Submitted by n_n in Whiteness

On Tuesday, attorneys representing the four students sued the officials at Saline Area Schools, arguing in federal court that they violated free speech and equal protection laws by suspending the teenagers for off-campus behavior.

The school system suspended all four students and recommended expulsion for two of them, according to the suit filed in the U.S. District Court in Detroit. “The school is acting outside the scope of its authority,” David A. Kallman, an attorney for the students, said in a statement, calling the decision a “reckless and hasty rush to judgment.”

The suit will probably widen the national legal battle over where authority for public schools to regulate student speech should begin and end.

In similar cases, such as a 2017 incident in which a cheerleader’s weekend private message filled with expletives about her coaches led to discipline, rights groups argued that school officials misused their power to police off-campus behavior. A federal judged ruled in 2019 that the cheerleader’s Snapchat post was protected speech.

“If you have schools policing every social interaction, then you have them in your living room and your bedroom,” Frank D. LoMonte, a media law professor at the University of Florida, told The Washington Post on Wednesday. “And I’m not sure we’re prepared for those consequences.”

The U.S. Supreme Court has yet to clearly define where the line is drawn, he said.

But generally, LoMonte said, courts have decided that public schools discipline students only for speech that disrupts order and links back to the school’s authority, such as remarks at official events, comments made using school equipment or language that threatens the safety of the school community.

LoMonte, who described the Saline students’ remarks as “offensive and horrible,” said this case doesn’t appear to extend into the school’s jurisdiction because the comments were made at home, in private and not with school devices.
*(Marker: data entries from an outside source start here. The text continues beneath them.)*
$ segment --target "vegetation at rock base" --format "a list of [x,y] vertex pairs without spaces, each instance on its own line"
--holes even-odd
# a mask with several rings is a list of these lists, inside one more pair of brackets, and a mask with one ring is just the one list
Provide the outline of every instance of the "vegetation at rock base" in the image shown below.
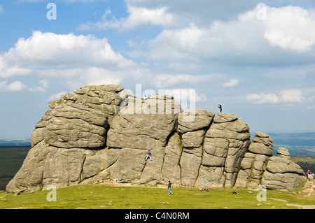
[[[119,187],[118,187],[119,186]],[[174,187],[173,195],[166,187],[132,187],[118,184],[76,185],[56,190],[56,201],[48,201],[50,191],[18,196],[0,193],[0,208],[25,209],[291,209],[296,205],[315,205],[314,195],[307,196],[300,187],[294,192],[267,191],[266,201],[258,201],[260,191],[246,189],[210,189]],[[237,191],[237,193],[234,193]],[[287,204],[290,204],[287,206]]]

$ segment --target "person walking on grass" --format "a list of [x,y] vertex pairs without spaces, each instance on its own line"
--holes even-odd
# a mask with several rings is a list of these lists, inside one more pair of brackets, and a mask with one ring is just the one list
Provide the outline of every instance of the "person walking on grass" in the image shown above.
[[312,178],[312,172],[310,170],[307,170],[307,178],[309,178],[309,180]]
[[148,154],[146,155],[146,157],[144,159],[146,161],[148,159],[148,158],[150,158],[150,160],[152,161],[151,152],[150,151],[150,150],[148,150]]
[[218,105],[218,109],[219,109],[219,111],[220,111],[220,113],[222,113],[222,105],[221,105],[220,103],[219,103],[219,104]]
[[172,182],[169,180],[169,185],[167,185],[167,188],[169,189],[169,194],[173,194],[173,192],[171,192]]

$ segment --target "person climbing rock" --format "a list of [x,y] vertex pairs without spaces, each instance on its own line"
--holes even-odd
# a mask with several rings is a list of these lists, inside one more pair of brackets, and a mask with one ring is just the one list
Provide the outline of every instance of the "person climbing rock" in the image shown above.
[[173,192],[171,192],[171,188],[172,188],[172,182],[171,181],[169,180],[169,184],[167,185],[167,189],[169,189],[169,194],[173,194]]
[[150,160],[152,161],[151,152],[150,151],[150,150],[148,150],[148,154],[146,155],[146,157],[144,159],[146,161],[148,159],[148,158],[150,158]]
[[218,108],[219,108],[220,112],[222,113],[222,106],[221,106],[220,103],[219,103],[219,104],[218,105]]

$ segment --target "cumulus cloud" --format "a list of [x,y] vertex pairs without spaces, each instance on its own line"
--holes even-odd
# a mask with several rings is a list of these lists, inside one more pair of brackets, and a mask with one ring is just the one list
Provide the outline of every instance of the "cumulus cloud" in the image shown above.
[[27,87],[27,86],[18,80],[15,80],[10,84],[8,84],[6,80],[0,82],[0,92],[20,92],[24,90],[31,92],[44,92],[46,91],[45,89],[41,87],[36,87],[34,88]]
[[213,21],[207,27],[190,23],[166,27],[155,38],[142,41],[142,52],[138,48],[134,55],[169,64],[176,62],[177,67],[218,62],[251,66],[313,63],[314,11],[266,6],[266,20],[260,20],[259,10],[255,8],[228,21]]
[[[37,76],[40,92],[53,78],[72,87],[83,84],[119,84],[125,78],[136,78],[141,68],[113,51],[106,38],[34,31],[20,38],[15,46],[0,55],[0,78]],[[15,83],[18,85],[18,83]],[[3,82],[3,89],[13,86]],[[20,84],[16,89],[29,89]]]
[[147,8],[127,6],[129,16],[127,18],[116,19],[108,17],[111,11],[106,10],[103,15],[102,21],[96,23],[90,22],[81,24],[78,27],[79,30],[118,29],[130,30],[144,25],[174,26],[176,22],[174,16],[167,13],[167,7]]
[[225,75],[221,73],[209,73],[206,75],[191,74],[169,74],[161,73],[154,77],[154,82],[156,87],[167,87],[176,85],[183,84],[202,84],[209,81],[217,81]]
[[223,87],[235,87],[239,85],[239,80],[237,79],[231,79],[229,82],[223,84]]
[[279,94],[250,94],[246,100],[254,103],[298,103],[303,101],[302,92],[298,89],[281,90]]

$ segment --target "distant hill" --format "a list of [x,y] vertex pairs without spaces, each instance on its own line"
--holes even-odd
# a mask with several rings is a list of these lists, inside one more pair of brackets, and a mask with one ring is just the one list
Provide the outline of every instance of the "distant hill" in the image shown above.
[[30,146],[31,145],[31,139],[0,139],[0,146]]
[[315,133],[267,133],[274,141],[274,155],[278,148],[289,150],[291,156],[315,156]]

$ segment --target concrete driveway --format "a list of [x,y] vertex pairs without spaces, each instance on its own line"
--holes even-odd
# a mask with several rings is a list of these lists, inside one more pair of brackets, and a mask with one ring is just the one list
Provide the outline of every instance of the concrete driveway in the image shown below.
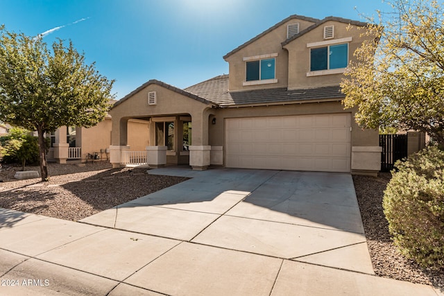
[[149,173],[192,179],[80,223],[0,210],[0,294],[436,295],[373,275],[349,174]]

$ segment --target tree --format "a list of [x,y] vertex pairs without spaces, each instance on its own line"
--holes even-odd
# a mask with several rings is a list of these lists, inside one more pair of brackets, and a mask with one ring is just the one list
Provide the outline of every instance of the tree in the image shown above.
[[[393,0],[393,13],[354,53],[341,86],[361,128],[427,132],[444,143],[444,10],[431,0]],[[384,20],[384,19],[388,19]]]
[[12,128],[7,136],[0,137],[0,156],[9,161],[19,161],[25,170],[26,162],[36,162],[39,158],[38,140],[29,130]]
[[37,132],[42,180],[49,177],[44,133],[101,121],[113,82],[86,64],[71,41],[58,40],[50,51],[41,36],[0,26],[0,121]]

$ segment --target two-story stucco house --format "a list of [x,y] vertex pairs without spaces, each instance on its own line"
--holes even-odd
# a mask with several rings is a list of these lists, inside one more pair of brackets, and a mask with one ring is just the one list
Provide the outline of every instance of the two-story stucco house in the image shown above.
[[185,89],[148,81],[110,112],[111,162],[139,119],[150,122],[151,166],[375,173],[378,132],[355,124],[339,87],[366,25],[292,15],[227,53],[229,75]]

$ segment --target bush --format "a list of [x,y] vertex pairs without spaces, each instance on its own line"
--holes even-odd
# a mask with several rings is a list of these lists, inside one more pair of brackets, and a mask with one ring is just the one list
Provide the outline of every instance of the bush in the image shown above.
[[405,162],[384,192],[384,212],[394,243],[422,267],[444,266],[444,152],[429,146]]
[[21,164],[24,170],[26,162],[39,161],[38,139],[25,129],[11,128],[7,136],[0,137],[0,157],[5,162]]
But the school could argue that black students may now feel afraid to be around the students, he said.

Saline Superintendent Scot Graden denounced the behavior of the four students in a Jan. 27 statement and said the Snapchat discussion “created harm to all of our students, especially students of color.” Graden declined to comment.

A similar argument was made last year when a New Jersey school suspended two students for posting a photo of guns on Snapchat outside of a school context and referencing a zombie apocalypse. The school said other students felt threatened, and the American Civil Liberties Union intervened with a lawsuit.
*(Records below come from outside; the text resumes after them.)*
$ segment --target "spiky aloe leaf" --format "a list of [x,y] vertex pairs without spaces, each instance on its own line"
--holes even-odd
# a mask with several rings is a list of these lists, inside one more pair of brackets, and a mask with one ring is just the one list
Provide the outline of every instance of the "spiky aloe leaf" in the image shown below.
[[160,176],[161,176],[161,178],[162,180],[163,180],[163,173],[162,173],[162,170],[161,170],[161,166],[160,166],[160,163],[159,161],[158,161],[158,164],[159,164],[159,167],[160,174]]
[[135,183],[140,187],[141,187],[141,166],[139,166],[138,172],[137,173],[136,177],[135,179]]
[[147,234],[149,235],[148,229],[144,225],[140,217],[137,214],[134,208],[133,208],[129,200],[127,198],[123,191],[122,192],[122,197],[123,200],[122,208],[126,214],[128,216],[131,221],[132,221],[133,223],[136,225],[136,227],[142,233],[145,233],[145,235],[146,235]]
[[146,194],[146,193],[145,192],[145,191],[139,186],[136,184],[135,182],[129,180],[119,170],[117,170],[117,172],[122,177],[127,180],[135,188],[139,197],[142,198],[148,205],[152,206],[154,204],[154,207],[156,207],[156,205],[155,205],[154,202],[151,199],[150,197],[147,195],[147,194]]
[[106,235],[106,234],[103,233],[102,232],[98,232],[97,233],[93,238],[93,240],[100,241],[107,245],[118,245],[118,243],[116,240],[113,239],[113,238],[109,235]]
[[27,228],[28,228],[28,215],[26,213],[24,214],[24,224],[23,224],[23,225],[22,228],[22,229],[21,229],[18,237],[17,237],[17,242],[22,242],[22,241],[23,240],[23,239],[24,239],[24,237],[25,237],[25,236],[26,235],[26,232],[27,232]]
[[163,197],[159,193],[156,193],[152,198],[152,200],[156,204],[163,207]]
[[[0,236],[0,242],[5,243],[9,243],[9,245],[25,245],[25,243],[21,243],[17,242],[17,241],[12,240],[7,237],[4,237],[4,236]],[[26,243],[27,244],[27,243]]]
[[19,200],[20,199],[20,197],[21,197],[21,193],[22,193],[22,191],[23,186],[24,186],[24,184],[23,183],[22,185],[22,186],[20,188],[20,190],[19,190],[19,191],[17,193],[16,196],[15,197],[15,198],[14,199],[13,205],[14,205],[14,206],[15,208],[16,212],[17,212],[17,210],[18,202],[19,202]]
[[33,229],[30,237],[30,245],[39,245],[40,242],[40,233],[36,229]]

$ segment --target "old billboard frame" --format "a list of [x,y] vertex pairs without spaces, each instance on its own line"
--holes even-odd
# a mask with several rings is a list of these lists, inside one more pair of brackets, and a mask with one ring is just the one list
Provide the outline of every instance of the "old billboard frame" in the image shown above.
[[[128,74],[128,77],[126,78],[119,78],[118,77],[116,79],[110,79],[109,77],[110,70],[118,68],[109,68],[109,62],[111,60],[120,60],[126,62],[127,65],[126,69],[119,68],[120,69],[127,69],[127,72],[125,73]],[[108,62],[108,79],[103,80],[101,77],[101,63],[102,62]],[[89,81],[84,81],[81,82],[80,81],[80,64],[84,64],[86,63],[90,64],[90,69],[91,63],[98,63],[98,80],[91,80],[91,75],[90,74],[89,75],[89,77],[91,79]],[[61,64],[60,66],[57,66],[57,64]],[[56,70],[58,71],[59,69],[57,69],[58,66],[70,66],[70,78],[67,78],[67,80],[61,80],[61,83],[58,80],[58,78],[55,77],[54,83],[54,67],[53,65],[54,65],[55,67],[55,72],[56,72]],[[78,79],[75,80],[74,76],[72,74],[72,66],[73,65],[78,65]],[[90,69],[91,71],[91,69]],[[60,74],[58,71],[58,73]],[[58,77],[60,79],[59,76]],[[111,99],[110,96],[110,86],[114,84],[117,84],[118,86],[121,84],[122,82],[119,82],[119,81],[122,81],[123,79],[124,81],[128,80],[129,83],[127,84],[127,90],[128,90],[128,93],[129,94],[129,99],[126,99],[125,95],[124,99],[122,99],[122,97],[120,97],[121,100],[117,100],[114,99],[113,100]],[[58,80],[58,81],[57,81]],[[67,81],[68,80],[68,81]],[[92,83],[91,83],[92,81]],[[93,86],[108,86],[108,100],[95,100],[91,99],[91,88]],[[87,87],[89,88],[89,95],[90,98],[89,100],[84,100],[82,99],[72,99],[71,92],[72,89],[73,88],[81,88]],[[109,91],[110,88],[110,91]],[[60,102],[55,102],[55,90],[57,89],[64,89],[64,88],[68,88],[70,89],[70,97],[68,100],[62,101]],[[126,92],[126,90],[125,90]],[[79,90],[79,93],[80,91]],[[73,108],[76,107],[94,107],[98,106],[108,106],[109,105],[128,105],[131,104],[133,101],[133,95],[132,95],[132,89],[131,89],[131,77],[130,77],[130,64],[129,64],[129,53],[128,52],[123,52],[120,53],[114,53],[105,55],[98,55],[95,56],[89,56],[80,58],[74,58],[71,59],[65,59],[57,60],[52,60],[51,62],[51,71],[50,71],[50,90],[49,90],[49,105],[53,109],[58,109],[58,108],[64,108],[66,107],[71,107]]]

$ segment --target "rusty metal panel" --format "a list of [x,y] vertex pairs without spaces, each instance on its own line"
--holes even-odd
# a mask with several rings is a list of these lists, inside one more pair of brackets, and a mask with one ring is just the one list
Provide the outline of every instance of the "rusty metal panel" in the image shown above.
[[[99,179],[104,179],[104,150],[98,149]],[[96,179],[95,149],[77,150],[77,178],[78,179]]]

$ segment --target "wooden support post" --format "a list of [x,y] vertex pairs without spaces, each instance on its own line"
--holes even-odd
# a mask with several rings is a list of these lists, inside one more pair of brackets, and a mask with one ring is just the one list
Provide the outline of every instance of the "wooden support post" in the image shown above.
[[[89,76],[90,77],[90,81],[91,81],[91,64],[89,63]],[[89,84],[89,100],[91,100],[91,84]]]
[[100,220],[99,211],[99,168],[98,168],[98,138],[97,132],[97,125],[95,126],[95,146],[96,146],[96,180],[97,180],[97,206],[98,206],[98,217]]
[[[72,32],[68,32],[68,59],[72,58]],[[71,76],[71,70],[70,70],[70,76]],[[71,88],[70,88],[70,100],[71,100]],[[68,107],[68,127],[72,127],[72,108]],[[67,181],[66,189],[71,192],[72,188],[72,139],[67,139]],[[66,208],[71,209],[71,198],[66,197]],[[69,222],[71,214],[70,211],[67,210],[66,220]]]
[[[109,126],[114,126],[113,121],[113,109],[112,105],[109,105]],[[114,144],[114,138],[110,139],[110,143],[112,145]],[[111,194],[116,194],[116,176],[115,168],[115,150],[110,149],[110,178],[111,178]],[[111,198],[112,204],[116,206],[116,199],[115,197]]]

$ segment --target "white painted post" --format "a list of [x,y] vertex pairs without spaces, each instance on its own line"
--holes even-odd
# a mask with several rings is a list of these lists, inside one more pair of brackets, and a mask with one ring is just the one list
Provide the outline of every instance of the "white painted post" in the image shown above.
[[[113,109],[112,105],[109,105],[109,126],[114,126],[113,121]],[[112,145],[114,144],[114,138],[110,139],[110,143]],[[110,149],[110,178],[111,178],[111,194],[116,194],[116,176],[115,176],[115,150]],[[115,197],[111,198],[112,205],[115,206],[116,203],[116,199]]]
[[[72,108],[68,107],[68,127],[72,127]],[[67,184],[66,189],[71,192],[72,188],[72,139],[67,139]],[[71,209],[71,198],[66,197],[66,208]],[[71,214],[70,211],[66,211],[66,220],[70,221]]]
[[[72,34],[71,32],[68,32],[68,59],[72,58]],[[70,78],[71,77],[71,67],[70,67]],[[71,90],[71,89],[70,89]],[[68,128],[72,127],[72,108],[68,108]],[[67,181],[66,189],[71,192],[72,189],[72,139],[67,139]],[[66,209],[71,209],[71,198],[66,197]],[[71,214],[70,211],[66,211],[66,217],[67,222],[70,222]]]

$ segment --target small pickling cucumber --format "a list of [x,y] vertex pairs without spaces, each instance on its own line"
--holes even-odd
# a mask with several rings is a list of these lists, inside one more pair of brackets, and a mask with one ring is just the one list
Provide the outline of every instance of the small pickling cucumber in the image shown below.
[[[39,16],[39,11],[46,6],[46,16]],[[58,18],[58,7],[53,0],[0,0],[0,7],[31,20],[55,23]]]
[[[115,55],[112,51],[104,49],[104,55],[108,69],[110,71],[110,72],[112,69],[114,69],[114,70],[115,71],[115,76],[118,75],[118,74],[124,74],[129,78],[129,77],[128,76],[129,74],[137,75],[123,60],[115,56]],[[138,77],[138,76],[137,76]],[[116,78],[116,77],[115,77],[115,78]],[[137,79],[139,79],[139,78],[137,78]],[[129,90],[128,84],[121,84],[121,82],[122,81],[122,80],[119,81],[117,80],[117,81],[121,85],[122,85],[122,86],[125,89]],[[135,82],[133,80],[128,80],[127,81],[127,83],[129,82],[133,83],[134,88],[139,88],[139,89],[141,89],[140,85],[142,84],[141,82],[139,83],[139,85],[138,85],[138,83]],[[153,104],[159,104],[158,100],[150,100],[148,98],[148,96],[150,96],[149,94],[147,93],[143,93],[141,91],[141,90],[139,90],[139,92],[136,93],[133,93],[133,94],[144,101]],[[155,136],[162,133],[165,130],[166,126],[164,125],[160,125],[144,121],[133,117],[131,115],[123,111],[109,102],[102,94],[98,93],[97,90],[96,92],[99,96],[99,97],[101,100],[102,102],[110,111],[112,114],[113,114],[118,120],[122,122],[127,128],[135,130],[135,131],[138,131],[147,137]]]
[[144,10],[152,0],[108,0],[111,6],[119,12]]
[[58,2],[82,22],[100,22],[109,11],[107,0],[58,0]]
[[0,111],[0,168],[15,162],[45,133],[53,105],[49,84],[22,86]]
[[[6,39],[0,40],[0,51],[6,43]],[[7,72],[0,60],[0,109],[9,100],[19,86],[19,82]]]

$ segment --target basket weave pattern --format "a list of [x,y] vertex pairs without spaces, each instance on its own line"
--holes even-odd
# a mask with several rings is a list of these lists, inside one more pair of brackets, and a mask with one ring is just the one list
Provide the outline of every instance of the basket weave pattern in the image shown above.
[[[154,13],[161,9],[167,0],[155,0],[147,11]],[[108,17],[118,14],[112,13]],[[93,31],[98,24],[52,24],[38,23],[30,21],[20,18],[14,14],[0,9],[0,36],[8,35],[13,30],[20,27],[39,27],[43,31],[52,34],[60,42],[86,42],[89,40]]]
In the private discussion among Saline teenagers, white students introduced black students with the n-word, the Ann Arbor News reported, and the group’s name was changed to “Racist” with two gorilla emoji. White students also posted “THE SOUTH WILL RISE AGAIN.”

A black student arrived late in the chat and made the details public, according to the suit.

Attorneys for the suspended teenagers argued that the chat was banter filled with memes and jokes among friends. As many as 25 students were on the chat, and several of them were races other than white, Kallman told The Post.

On Snapchat, messages disappear if a person leaves the chat, so at one point, black students leaving appeared to show a more distilled racist bent, Kallman said.

However, a text from one black student in the suit reveals his thoughts that the messages went too far, making it probable that other students left because they were offended by the brazenly racist tone.

The suit seeks damages and calls to clear the disciplinary records of the four students, Kallman said. Two of them returned to school Monday, and the other two face expulsion. Kallman speculated that the proposed punishment for those two students is more severe because of the perception by the school that their messages were more inflammatory.

Another unsettled question: how administrators will grapple with digital speech, which LoMonte said should not be treated with more or less urgency than verbal remarks — but often is by school officials.

For instance, if the Saline students made the same offensive statements to one another in a restaurant and a parent asked the school to discipline them, LoMonte doubted that the same outcome would occur.

“Schools generally will happily let families referee off-campus disputes when it’s verbal,” he said. “When it’s digitally memorialized, it somehow makes schools feel they are duty-bound to react.”

Parents did forcefully respond.

In this case, the parents of the four students should have issued discipline, LoMonte said.

“These parents should take [their children’s] phones away and disconnect them until they’re 18,” he said.